Hope everyone had a wonderful Easter. After attending a beautiful sunrise service Alicia and I decided to go see the movie, Noah. It was a good movie. We knew it did not follow the original bible story but the movie did bring up some good questions for me and it moved me to go back and reread the original bible account of the flood.
Here are some questions that came up for me after watching the screen version of Noah and rereading the bible.
Does God have regrets?
Did God have some second thoughts about destroying His world by the flood? Can you imagine what it was like for Him to watch all his creation destroyed? Surely there was some good destroyed with all the bad. Is it possible that after seeing the destruction God wished he had found another way to cleanse the Earth? He did make a new covenant with Noah that he would never bring another flood. He gives us a rainbow following a storm as a reminder of this covenant. He chose to offer his Son, Jesus, to remove our sins instead of destroying the world again.
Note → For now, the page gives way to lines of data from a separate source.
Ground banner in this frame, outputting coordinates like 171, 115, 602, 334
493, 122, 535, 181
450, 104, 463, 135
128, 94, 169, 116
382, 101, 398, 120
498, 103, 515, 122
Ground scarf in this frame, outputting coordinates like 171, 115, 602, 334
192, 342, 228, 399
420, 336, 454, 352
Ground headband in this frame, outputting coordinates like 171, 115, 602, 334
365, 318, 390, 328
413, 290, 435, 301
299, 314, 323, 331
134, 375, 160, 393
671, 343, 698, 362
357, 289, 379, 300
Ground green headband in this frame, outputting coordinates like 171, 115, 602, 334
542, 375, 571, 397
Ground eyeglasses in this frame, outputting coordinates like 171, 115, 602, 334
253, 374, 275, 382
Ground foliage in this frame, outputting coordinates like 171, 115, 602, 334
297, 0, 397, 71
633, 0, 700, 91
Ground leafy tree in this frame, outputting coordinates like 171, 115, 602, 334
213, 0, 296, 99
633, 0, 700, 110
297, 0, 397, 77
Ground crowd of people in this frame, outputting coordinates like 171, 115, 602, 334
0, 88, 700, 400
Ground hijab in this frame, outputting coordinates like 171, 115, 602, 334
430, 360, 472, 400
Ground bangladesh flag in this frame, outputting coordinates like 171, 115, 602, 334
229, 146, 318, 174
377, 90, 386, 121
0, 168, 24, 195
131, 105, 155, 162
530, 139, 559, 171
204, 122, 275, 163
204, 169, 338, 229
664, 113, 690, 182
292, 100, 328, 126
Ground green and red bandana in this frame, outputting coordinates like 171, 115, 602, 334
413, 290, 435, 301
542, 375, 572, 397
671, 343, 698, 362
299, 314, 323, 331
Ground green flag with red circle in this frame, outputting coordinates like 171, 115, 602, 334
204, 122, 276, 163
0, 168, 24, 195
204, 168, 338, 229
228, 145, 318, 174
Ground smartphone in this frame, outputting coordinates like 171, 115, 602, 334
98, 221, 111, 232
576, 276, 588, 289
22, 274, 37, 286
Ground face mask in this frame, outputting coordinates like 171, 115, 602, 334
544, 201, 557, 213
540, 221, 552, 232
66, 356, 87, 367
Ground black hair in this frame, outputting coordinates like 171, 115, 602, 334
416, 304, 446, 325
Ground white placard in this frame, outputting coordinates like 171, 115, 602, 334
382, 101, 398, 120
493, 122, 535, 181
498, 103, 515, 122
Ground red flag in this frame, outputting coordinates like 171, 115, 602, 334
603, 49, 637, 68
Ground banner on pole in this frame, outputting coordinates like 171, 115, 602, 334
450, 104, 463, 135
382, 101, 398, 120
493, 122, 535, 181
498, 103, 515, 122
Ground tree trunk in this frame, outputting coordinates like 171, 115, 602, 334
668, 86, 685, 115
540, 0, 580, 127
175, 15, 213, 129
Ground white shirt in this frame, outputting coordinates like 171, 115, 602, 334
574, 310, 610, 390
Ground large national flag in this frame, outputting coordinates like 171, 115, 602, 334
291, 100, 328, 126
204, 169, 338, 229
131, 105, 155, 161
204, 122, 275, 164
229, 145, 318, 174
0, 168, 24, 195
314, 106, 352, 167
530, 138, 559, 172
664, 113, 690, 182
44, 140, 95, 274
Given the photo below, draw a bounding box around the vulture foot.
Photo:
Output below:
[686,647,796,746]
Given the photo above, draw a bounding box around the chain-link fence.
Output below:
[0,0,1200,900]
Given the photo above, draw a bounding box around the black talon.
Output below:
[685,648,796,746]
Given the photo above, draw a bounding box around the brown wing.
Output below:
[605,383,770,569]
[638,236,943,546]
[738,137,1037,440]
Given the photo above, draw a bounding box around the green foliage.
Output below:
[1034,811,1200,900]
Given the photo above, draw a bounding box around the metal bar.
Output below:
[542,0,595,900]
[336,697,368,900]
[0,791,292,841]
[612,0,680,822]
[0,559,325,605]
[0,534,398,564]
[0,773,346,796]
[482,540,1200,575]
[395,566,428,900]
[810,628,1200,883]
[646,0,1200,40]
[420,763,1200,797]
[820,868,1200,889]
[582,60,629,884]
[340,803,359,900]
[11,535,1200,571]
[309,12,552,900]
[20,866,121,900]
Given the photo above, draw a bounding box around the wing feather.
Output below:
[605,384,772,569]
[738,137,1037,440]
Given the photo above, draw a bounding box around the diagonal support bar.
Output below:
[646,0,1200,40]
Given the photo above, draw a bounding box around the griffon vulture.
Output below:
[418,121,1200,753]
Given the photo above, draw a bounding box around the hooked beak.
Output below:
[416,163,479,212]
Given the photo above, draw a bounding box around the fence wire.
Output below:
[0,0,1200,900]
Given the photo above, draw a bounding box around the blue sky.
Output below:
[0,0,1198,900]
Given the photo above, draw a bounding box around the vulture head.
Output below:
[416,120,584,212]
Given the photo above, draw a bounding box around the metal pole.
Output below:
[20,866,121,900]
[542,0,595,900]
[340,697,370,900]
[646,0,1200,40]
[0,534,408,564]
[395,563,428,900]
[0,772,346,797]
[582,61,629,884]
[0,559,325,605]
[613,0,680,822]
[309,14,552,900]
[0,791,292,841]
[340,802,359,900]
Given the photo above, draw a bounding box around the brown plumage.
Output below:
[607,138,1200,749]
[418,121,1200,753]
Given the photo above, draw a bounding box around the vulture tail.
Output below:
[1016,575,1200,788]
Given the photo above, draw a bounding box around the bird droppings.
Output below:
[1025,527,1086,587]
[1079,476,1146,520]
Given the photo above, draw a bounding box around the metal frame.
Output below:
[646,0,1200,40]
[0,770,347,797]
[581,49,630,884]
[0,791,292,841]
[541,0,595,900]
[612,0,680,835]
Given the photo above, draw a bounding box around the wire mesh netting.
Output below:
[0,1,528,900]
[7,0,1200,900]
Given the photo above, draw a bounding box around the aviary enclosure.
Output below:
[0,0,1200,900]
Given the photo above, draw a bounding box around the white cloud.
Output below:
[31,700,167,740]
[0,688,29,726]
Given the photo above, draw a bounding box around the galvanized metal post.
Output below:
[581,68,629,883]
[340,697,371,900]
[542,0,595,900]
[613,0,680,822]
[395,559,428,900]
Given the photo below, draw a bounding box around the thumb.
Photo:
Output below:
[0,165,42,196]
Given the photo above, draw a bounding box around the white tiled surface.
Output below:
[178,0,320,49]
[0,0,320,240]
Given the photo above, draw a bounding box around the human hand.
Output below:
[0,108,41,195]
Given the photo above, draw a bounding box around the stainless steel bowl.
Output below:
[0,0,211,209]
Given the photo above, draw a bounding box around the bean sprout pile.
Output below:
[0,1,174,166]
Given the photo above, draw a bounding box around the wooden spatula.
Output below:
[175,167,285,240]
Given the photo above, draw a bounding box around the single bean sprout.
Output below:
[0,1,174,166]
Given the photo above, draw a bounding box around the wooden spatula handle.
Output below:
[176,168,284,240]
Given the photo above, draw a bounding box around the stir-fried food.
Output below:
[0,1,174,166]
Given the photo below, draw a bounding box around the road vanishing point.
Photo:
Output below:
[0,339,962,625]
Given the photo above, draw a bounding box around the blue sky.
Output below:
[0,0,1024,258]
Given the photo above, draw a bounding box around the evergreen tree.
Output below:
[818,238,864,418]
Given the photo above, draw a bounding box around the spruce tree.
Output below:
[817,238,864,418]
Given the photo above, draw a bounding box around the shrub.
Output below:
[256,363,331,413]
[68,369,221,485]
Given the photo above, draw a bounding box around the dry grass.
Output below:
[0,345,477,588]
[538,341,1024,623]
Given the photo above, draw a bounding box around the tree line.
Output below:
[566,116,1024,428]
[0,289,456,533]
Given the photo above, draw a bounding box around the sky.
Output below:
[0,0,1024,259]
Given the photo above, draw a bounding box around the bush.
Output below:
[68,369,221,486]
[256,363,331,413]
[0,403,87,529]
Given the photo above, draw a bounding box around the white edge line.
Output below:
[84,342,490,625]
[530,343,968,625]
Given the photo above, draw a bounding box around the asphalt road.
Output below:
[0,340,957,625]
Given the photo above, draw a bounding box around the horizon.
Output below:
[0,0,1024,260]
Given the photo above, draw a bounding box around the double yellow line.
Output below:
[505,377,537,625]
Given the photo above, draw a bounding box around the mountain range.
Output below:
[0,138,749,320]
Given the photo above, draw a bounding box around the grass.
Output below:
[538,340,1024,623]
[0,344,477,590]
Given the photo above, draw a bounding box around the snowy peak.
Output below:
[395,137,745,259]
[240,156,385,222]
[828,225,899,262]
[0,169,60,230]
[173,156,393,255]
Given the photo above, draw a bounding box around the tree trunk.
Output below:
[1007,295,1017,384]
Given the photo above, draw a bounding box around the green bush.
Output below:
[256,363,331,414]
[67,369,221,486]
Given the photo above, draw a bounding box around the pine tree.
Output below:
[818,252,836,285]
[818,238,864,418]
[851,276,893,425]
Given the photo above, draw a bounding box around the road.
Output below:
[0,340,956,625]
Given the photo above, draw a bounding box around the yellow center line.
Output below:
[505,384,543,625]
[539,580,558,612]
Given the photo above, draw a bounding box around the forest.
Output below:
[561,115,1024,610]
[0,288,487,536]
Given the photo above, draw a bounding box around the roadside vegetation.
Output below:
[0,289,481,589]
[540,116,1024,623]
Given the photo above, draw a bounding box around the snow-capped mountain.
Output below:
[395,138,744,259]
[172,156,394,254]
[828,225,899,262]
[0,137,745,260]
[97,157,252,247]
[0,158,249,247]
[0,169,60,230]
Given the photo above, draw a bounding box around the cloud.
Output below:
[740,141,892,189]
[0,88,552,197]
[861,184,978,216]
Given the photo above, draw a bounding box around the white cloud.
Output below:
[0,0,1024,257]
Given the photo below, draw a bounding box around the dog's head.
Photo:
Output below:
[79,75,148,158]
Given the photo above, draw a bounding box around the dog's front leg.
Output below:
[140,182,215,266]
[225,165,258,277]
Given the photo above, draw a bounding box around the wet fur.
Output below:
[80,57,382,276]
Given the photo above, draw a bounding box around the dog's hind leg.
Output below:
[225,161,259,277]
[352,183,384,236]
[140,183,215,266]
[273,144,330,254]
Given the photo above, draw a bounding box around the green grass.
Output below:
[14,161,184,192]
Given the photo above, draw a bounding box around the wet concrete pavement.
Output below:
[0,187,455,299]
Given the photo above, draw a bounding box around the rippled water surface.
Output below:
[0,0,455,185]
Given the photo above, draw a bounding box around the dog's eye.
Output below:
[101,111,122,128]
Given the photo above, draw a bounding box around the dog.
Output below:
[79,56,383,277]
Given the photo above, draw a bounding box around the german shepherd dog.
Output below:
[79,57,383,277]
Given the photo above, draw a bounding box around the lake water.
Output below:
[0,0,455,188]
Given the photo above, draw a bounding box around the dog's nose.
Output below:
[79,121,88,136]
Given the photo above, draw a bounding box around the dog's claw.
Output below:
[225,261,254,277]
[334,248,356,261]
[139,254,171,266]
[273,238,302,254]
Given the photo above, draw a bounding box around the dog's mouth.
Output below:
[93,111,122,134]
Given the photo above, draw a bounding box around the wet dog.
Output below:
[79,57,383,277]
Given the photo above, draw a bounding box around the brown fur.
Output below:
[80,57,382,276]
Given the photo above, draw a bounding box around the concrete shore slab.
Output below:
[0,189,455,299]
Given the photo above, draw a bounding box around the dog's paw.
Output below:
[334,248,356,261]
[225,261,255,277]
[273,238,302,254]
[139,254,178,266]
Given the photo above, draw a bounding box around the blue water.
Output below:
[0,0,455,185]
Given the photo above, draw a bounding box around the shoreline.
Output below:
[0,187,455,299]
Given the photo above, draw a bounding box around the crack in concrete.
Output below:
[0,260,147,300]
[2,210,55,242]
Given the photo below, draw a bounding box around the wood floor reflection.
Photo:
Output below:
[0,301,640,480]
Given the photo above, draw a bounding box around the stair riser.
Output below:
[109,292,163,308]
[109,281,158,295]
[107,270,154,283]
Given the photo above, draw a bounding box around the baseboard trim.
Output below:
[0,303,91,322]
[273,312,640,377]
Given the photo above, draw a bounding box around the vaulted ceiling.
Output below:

What is God looking for from us?
Relationship. God was pleased with Noah and his offspring because they stayed in relationship with Him. Noah and his offspring also stayed in relationship with each other, the land and animals. Surely God must wonder what is so difficult about this. He gives us free will and all the opportunity for success and fulfillment and all he asks is that we love Him and others.
Does God want blind obedience?
In the movie Noah is faced with an impossible choice of killing his granddaughters because he believes God does not want man to continue on earth. Trust me, this part is not in the bible. In the bible the whole point for the flood was for man to survive and multiply. So Noah believes God is forcing him to make this choice and his struggle to obey God almost destroys him.
There are so many examples in the bible of God asking for someone to follow His guidance based on trust and it always works out for those who do this. Even when Abraham was asked to sacrifice his son, Issac, he fully expected a lamb to be provided by God and it was. There is no account of Abraham struggling with God’s request. It was Abraham’s willingness to trust in a God that he knew well that pleased God.
The movie, Noah, is good in one way because it brings up questions about God. God wants us to seek Him and questions about who He is and why He does what he does. This is a good place to start building that relationship. The bible holds so many answers but it is sometimes a hard book to pick up and read. That is where a movie or novel based on the bible can be a start in learning to relate with God.